継国縁壱(つぎくに よりいち)とは、『鬼滅の刃』に登場する鬼狩りの剣士である。
凄まじい才能の持ち主で、生まれつき痣を発現させ、鬼の首魁である鬼舞辻無惨を追い詰めた。全ての呼吸の源流である『日の呼吸』の使い手であり、その『日の呼吸』から派生した呼吸は、縁壱が他の剣士に自身の技を教える過程で作り出された。
炭治郎の祖先に『日の呼吸』を教えており、それが『ヒノカミ神楽』として伝えられていた。

継国縁壱のプロフィール・人物像

継国縁壱(つぎくに よりいち)とは、『日の呼吸』の使い手である『始まりの呼吸の剣士』である。
縁壱という名前は、「人と人との繋がりをなにより大切に」と願い母がつけた名前であった。
上弦の壱である黒死牟(人間の時の名前は継国巌勝)の双子の弟である。

生まれつき痣を発現させており、子供の頃から『透き通る世界』を見ることができた。後に常識はずれの強さを持つ鬼狩りの剣士となる。その強さは、無惨でさえも敵わないほどであり、兄である巌勝は縁壱の強さに嫉妬し、鬼になっている。通常、痣を発現させた者は二十五歳を超えることなく死んでしまうが、縁壱だけは死亡していない。さらに老人になってもその強さは衰えなかった。まさに、理の外にいる人物である。
縁壱の日輪刀は黒刀で、戦いの時だけ赤く染まる。この日輪刀は『赫刀』といい、鬼の肉体の再生を阻害する力がある。後に炭治郎や柱たちも赫刀を顕現させるが、無惨は「あの男(縁壱)の赫刀は、斬撃はこんなものではなかった」と発言している。事実、炭治郎や柱たちの赫刀が無惨の再生を遅らせる程度であるのに対し、縁壱の赫刀での攻撃は何百年も癒える事なく無惨の細胞を灼き続けた。

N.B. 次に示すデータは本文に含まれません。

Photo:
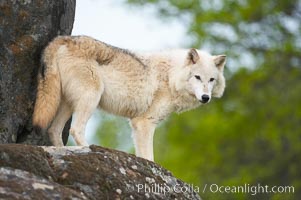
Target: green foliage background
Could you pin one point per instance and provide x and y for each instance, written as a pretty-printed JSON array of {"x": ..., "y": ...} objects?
[{"x": 253, "y": 133}]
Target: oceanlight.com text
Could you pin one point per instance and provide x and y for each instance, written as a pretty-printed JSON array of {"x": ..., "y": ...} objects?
[{"x": 247, "y": 188}]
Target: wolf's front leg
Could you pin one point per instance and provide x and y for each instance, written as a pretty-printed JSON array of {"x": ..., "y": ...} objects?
[{"x": 143, "y": 133}]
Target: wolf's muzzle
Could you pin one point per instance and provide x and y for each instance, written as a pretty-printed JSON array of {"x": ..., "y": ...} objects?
[{"x": 205, "y": 98}]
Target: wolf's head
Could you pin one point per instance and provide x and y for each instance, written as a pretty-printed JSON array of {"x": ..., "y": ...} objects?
[{"x": 204, "y": 75}]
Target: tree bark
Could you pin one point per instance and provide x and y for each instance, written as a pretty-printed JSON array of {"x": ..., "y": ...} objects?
[{"x": 26, "y": 27}]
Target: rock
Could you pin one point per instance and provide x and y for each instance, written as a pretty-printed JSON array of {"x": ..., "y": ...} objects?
[
  {"x": 25, "y": 29},
  {"x": 84, "y": 173}
]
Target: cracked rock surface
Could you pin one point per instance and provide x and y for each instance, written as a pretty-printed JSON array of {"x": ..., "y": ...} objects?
[{"x": 33, "y": 172}]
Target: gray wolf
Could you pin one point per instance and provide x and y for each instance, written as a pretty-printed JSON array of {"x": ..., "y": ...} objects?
[{"x": 81, "y": 74}]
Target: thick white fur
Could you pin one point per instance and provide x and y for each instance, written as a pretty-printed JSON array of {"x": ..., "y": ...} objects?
[{"x": 145, "y": 88}]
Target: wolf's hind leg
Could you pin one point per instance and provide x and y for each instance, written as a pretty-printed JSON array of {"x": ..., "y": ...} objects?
[
  {"x": 57, "y": 126},
  {"x": 82, "y": 112}
]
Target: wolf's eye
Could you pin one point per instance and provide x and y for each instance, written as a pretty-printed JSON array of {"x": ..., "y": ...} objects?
[{"x": 197, "y": 77}]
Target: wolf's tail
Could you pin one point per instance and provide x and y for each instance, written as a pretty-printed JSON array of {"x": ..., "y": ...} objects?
[{"x": 48, "y": 92}]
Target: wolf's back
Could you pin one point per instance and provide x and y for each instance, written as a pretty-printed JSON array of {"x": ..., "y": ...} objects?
[{"x": 49, "y": 88}]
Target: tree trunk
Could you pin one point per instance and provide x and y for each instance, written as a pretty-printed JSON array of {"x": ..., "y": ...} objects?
[{"x": 25, "y": 29}]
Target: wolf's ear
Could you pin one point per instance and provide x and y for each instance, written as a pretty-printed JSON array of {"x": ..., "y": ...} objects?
[
  {"x": 220, "y": 61},
  {"x": 192, "y": 57}
]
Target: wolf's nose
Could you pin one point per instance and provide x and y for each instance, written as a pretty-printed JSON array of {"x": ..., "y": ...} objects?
[{"x": 205, "y": 98}]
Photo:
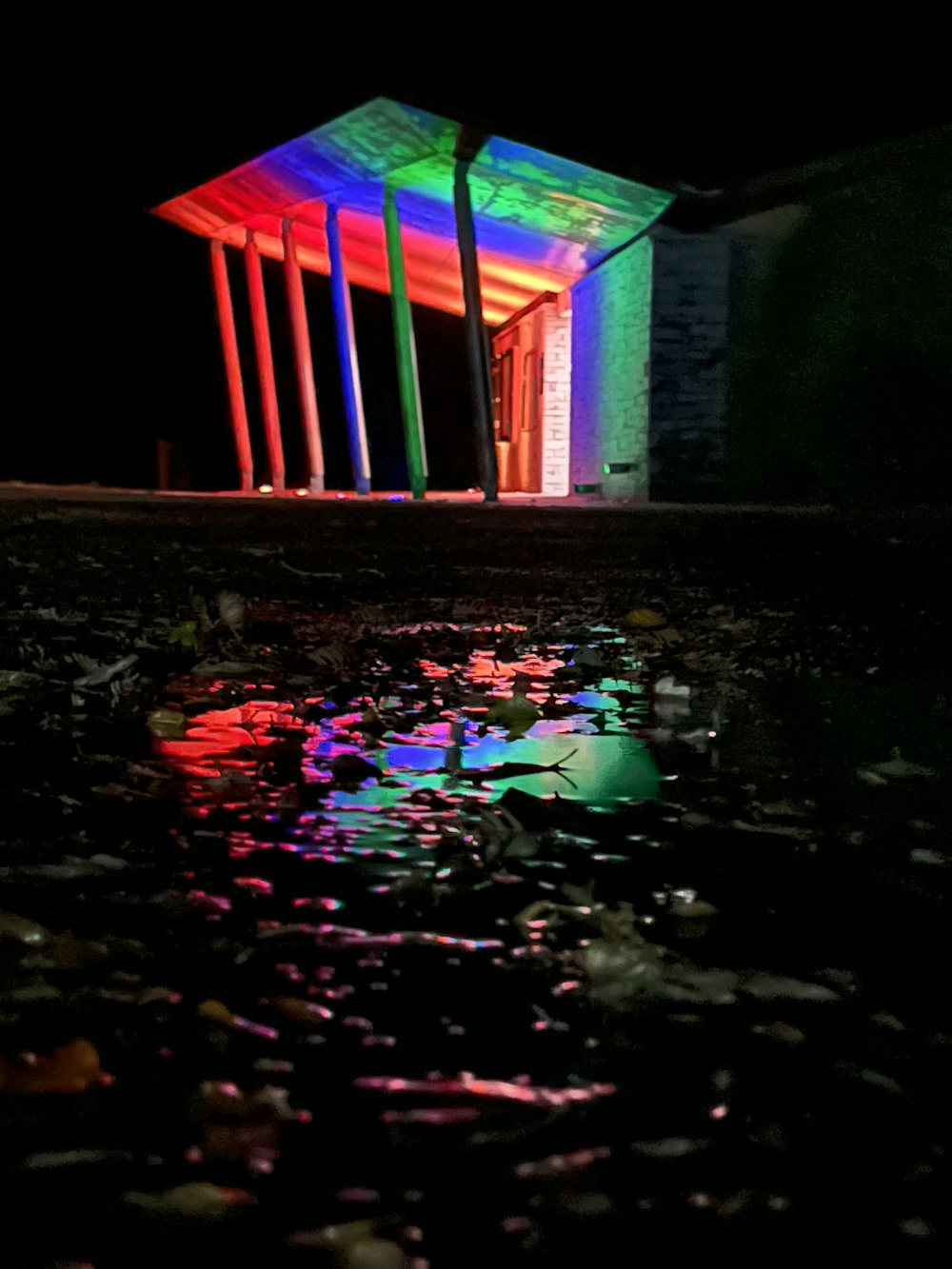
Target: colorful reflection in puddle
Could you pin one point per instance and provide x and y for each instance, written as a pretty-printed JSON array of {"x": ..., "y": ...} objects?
[{"x": 347, "y": 823}]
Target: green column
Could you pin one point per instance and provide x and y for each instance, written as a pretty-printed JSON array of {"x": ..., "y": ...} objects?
[{"x": 406, "y": 347}]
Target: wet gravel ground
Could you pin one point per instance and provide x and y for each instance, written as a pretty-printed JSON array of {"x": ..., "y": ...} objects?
[{"x": 773, "y": 1084}]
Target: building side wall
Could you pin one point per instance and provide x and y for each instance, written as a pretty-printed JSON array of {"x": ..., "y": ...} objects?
[
  {"x": 556, "y": 401},
  {"x": 609, "y": 373}
]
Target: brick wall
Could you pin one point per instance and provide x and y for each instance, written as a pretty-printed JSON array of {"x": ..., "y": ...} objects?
[
  {"x": 609, "y": 372},
  {"x": 556, "y": 373}
]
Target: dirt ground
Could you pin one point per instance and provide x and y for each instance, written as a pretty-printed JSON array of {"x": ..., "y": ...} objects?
[{"x": 817, "y": 823}]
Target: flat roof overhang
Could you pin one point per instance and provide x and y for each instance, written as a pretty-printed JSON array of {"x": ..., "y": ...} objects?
[{"x": 541, "y": 221}]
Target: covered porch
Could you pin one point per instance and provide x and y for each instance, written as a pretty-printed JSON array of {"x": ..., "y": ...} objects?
[{"x": 407, "y": 203}]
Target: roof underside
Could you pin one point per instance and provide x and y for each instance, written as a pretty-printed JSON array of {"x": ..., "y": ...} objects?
[{"x": 541, "y": 222}]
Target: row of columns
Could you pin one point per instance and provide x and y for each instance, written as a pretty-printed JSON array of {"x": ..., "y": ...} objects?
[{"x": 347, "y": 353}]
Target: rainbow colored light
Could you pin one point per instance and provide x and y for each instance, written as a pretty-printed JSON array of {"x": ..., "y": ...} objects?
[{"x": 543, "y": 222}]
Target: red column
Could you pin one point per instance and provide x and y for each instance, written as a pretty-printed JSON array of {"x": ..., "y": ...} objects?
[
  {"x": 266, "y": 363},
  {"x": 304, "y": 362},
  {"x": 232, "y": 365}
]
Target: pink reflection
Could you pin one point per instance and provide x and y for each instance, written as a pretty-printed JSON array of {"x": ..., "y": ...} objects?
[
  {"x": 447, "y": 1115},
  {"x": 467, "y": 1084}
]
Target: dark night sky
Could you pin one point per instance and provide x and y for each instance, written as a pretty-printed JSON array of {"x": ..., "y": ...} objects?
[{"x": 124, "y": 301}]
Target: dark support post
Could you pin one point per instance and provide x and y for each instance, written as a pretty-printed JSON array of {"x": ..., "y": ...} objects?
[
  {"x": 266, "y": 362},
  {"x": 347, "y": 357},
  {"x": 468, "y": 144},
  {"x": 406, "y": 347}
]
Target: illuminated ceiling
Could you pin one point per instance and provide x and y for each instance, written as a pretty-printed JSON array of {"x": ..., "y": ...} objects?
[{"x": 541, "y": 222}]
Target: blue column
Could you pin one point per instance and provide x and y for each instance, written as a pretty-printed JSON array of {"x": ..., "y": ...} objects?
[
  {"x": 407, "y": 374},
  {"x": 347, "y": 355}
]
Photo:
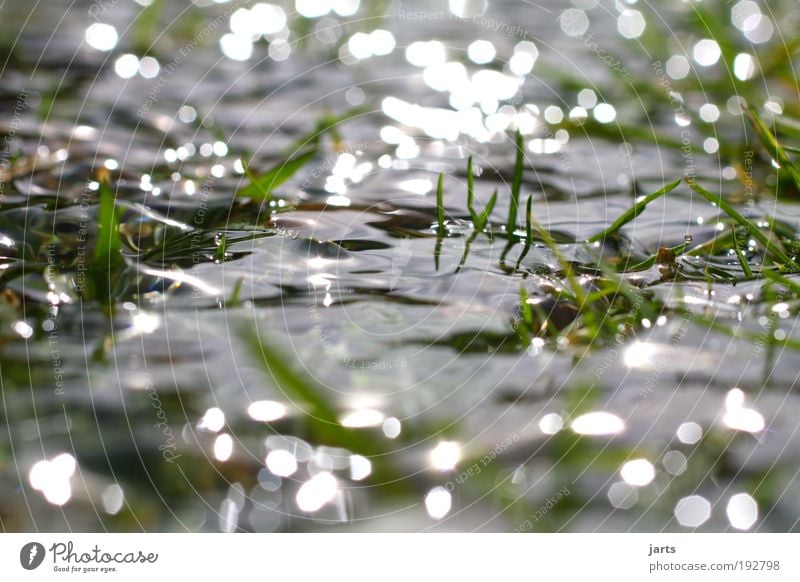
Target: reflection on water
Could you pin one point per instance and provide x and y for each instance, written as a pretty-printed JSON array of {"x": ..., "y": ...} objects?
[{"x": 160, "y": 415}]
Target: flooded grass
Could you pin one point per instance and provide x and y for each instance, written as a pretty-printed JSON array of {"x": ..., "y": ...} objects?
[{"x": 321, "y": 273}]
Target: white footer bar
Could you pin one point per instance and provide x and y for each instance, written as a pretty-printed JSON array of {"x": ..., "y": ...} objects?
[{"x": 400, "y": 557}]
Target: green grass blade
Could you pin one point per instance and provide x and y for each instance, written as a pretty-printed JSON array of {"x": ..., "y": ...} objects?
[
  {"x": 516, "y": 186},
  {"x": 219, "y": 254},
  {"x": 107, "y": 251},
  {"x": 790, "y": 285},
  {"x": 261, "y": 187},
  {"x": 751, "y": 228},
  {"x": 471, "y": 194},
  {"x": 740, "y": 255},
  {"x": 484, "y": 217},
  {"x": 528, "y": 220},
  {"x": 773, "y": 146},
  {"x": 440, "y": 230},
  {"x": 633, "y": 212}
]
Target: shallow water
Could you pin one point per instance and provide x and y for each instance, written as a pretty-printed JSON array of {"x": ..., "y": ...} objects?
[{"x": 147, "y": 419}]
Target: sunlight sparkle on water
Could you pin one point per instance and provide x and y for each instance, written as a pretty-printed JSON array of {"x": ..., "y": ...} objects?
[
  {"x": 360, "y": 467},
  {"x": 223, "y": 447},
  {"x": 690, "y": 433},
  {"x": 639, "y": 472},
  {"x": 213, "y": 420},
  {"x": 266, "y": 410},
  {"x": 639, "y": 355},
  {"x": 742, "y": 511},
  {"x": 739, "y": 417},
  {"x": 316, "y": 492},
  {"x": 281, "y": 463},
  {"x": 598, "y": 423},
  {"x": 52, "y": 478},
  {"x": 551, "y": 423},
  {"x": 145, "y": 322},
  {"x": 693, "y": 511},
  {"x": 102, "y": 37},
  {"x": 362, "y": 418},
  {"x": 438, "y": 502}
]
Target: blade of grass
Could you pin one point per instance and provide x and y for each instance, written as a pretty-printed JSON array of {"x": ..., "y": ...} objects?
[
  {"x": 751, "y": 228},
  {"x": 471, "y": 193},
  {"x": 740, "y": 255},
  {"x": 790, "y": 285},
  {"x": 633, "y": 212},
  {"x": 773, "y": 146},
  {"x": 261, "y": 187},
  {"x": 516, "y": 186},
  {"x": 222, "y": 247},
  {"x": 528, "y": 231},
  {"x": 647, "y": 263},
  {"x": 487, "y": 211},
  {"x": 107, "y": 255},
  {"x": 440, "y": 229}
]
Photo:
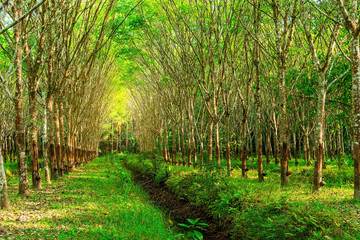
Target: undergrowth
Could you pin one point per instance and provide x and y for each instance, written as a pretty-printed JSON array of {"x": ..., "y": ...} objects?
[
  {"x": 96, "y": 201},
  {"x": 265, "y": 210}
]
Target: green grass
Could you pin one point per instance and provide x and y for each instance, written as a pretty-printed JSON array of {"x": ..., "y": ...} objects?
[
  {"x": 96, "y": 201},
  {"x": 265, "y": 210}
]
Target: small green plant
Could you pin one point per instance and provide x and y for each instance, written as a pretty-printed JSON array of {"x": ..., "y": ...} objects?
[{"x": 192, "y": 229}]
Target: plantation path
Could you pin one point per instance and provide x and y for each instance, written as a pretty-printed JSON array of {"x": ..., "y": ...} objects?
[
  {"x": 97, "y": 201},
  {"x": 179, "y": 210}
]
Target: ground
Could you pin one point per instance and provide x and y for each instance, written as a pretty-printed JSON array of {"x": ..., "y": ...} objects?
[{"x": 96, "y": 201}]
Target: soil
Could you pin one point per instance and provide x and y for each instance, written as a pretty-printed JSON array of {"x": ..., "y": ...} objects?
[{"x": 179, "y": 209}]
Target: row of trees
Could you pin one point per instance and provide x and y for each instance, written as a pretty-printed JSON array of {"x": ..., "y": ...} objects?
[
  {"x": 273, "y": 74},
  {"x": 57, "y": 71}
]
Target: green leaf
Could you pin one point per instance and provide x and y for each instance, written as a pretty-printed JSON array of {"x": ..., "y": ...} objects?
[
  {"x": 184, "y": 225},
  {"x": 198, "y": 235},
  {"x": 178, "y": 235},
  {"x": 203, "y": 224}
]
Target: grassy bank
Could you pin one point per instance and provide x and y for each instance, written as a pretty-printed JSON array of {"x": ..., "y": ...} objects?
[
  {"x": 264, "y": 210},
  {"x": 96, "y": 201}
]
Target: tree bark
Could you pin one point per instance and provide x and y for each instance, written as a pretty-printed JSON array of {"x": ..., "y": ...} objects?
[
  {"x": 4, "y": 201},
  {"x": 19, "y": 108}
]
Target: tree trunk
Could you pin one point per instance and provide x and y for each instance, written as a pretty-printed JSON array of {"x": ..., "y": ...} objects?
[
  {"x": 276, "y": 145},
  {"x": 284, "y": 148},
  {"x": 64, "y": 164},
  {"x": 295, "y": 149},
  {"x": 45, "y": 147},
  {"x": 355, "y": 70},
  {"x": 19, "y": 119},
  {"x": 210, "y": 133},
  {"x": 319, "y": 136},
  {"x": 58, "y": 141},
  {"x": 36, "y": 178},
  {"x": 217, "y": 144},
  {"x": 4, "y": 202},
  {"x": 228, "y": 158}
]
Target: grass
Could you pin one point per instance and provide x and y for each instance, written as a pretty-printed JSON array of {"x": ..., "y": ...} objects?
[
  {"x": 265, "y": 210},
  {"x": 96, "y": 201}
]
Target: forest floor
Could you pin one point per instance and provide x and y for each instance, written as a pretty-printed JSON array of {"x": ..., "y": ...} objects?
[
  {"x": 248, "y": 209},
  {"x": 95, "y": 201},
  {"x": 179, "y": 209}
]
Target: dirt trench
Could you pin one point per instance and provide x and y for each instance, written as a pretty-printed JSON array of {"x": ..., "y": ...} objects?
[{"x": 178, "y": 209}]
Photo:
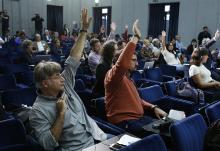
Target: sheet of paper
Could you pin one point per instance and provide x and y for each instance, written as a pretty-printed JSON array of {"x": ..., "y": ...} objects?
[{"x": 127, "y": 140}]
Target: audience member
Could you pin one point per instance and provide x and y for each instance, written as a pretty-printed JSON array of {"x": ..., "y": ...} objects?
[
  {"x": 38, "y": 23},
  {"x": 5, "y": 22},
  {"x": 203, "y": 34},
  {"x": 191, "y": 48},
  {"x": 58, "y": 117},
  {"x": 27, "y": 54},
  {"x": 66, "y": 28},
  {"x": 41, "y": 46},
  {"x": 123, "y": 105},
  {"x": 105, "y": 64},
  {"x": 200, "y": 74}
]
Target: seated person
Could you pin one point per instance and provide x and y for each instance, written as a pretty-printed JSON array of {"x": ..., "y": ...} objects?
[
  {"x": 123, "y": 105},
  {"x": 105, "y": 64},
  {"x": 58, "y": 117},
  {"x": 27, "y": 53},
  {"x": 41, "y": 46},
  {"x": 171, "y": 56},
  {"x": 200, "y": 75},
  {"x": 168, "y": 52}
]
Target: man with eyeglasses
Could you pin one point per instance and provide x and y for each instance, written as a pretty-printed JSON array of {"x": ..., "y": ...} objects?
[{"x": 58, "y": 117}]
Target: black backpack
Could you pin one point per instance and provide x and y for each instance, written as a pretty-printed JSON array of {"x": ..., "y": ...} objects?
[{"x": 212, "y": 138}]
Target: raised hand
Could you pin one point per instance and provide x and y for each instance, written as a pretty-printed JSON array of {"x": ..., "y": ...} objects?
[
  {"x": 85, "y": 19},
  {"x": 113, "y": 26},
  {"x": 136, "y": 29},
  {"x": 217, "y": 34}
]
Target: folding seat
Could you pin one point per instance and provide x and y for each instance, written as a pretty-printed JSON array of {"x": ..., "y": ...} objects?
[
  {"x": 213, "y": 112},
  {"x": 8, "y": 82},
  {"x": 16, "y": 68},
  {"x": 189, "y": 133},
  {"x": 13, "y": 136}
]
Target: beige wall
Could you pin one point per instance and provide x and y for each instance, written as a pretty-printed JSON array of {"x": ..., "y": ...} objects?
[{"x": 192, "y": 16}]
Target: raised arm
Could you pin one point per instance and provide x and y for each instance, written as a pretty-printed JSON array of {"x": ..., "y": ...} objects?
[
  {"x": 78, "y": 47},
  {"x": 122, "y": 65},
  {"x": 163, "y": 40},
  {"x": 202, "y": 85},
  {"x": 213, "y": 40},
  {"x": 112, "y": 33}
]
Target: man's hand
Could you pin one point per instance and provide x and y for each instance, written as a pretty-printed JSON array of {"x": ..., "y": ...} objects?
[
  {"x": 113, "y": 27},
  {"x": 159, "y": 113},
  {"x": 217, "y": 35},
  {"x": 61, "y": 104},
  {"x": 135, "y": 29},
  {"x": 85, "y": 19}
]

自身が使う『日の呼吸』を多くの人間に教えたが、『日の呼吸』を使える者はいなかった。そこで縁壱は個人に合わせた『呼吸』を教えた。それが『水の呼吸』や『炎の呼吸』など、派生した呼吸の始まりである。炭治郎の家では『ヒノカミ神楽』として伝わっていた。縁壱は炭治郎の祖先を助けており、おそらくその時に『日の呼吸』の型を教えたと思われる。
刀鍛冶の里では、縁壱をモデルにした絡繰人形『縁壱零式』が作られた。その際、二本腕では縁壱の強さを再現することができずに六本腕になっている。この『縁壱零式』の中には、縁壱が使っていた日輪刀と同じ『滅』の字が彫られた日輪刀が隠されていたが、これが縁壱の日輪刀と同一のものかは分からない(鍔の形状が異なっており、縁壱の日輪刀にはない独特の刃文がある)。

感情が顔に出ることは非常に少ない。双子である巌勝でさえも数えるほどしか縁壱の笑顔を見たことはない。
幼少の頃から、人の為を思って行動する心優しい性格をしている。しかし、その正しさのあまりに兄の巌勝は歪んでしまった。

継国縁壱の来歴・活躍

黒死牟/継国巌勝との物語

差別された幼少期

縁壱は双子の弟として生まれた。その当時、双子は跡目争いの元となってしまう為に不吉なものとされていた。縁壱は生まれつき痣があった為に気味悪がられ、父親によって殺されようとした。しかし、それを母親が必死で止めた為に生かされ、縁壱は十歳になったら出家させられる事を決められていた。
それから縁壱は後継ぎとなる双子の兄・巌勝とは差別されて育てられた。着る服、食べ物、部屋、教育など、全てにおいて差をつけられたが、縁壱は文句一つ言わなかった。その頃から既に縁壱は『透き通る世界』が見えていた。それ故に、母親が病によって左半身が不自由だという事に気づき、常に母親の左側について助けていた。しかし、側から見れば母親に甘える子供のようにしか見えていなかった。
ある日、差別され、母親の隣かな離れようとしない縁壱を哀れんだ巌勝が、縁壱の部屋を訪ねる。巌勝は自分の物を縁壱に与えると父親から叱られる為、自分で作った笛を縁壱に渡した。縁壱は喜びを表情に出すことがなかったが、その笛が宝物となった。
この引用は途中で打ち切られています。